I would like to ask for help with the following.
Given the following dataset, which I have split into train and test sets:
# Loading data df = pd.read_csv("https://raw.githubusercontent.com/karsarobert/Machine_Learning_2024/main/train.csv") # Setting target variable and predictors y = df['target_reg'] corr_col = ['arbevexp_2014', 'arbevexp_2015', 'arbevexp_2016', 'arbevert_2014', 'arbevert_2015', 'arbevert_2016', 'ranyag_2014', 'ranyag_2015', 'ranyag_2016', 'rszem_2016'] X = df[corr_col] # Splitting data into train and test sets X_train, X_test, y_train, y_test = train_test_split(X, y, test_size=0.4, random_state=42) # Creating and fitting StandardScaler on the training data scaler = StandardScaler() X_train_scaled = scaler.fit_transform(X_train) X_test_scaled = scaler.transform(X_test)

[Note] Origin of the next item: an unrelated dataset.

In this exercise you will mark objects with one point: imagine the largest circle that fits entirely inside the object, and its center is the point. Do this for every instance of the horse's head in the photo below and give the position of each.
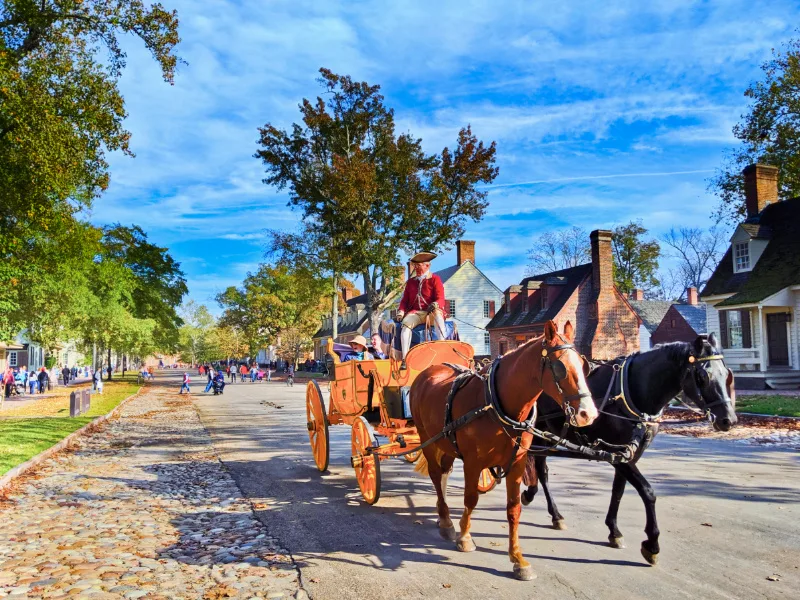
(564, 375)
(709, 383)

I have tried many machine learning methods and algorithms. So far, the most accurate (MAE: 50799) has been the Random Forest Regressor and the Bayes Optimizer with the following hyperparameters:
{'max_depth': 20, 'min_samples_leaf': 2, 'min_samples_split': 2, 'n_estimators': 49}
My question is, how can I find better hyperparameters? What search methods are there besides brute force? Is there a well-functioning genetic algorithm or TPE for this?
I have already tried linear regression, KNN, SVM, GridSearchCV/RandomizedSearchCV, SGB, CatBoost, and Ridge regression etc. I don't think a neural network is suitable for this problem because it overfits.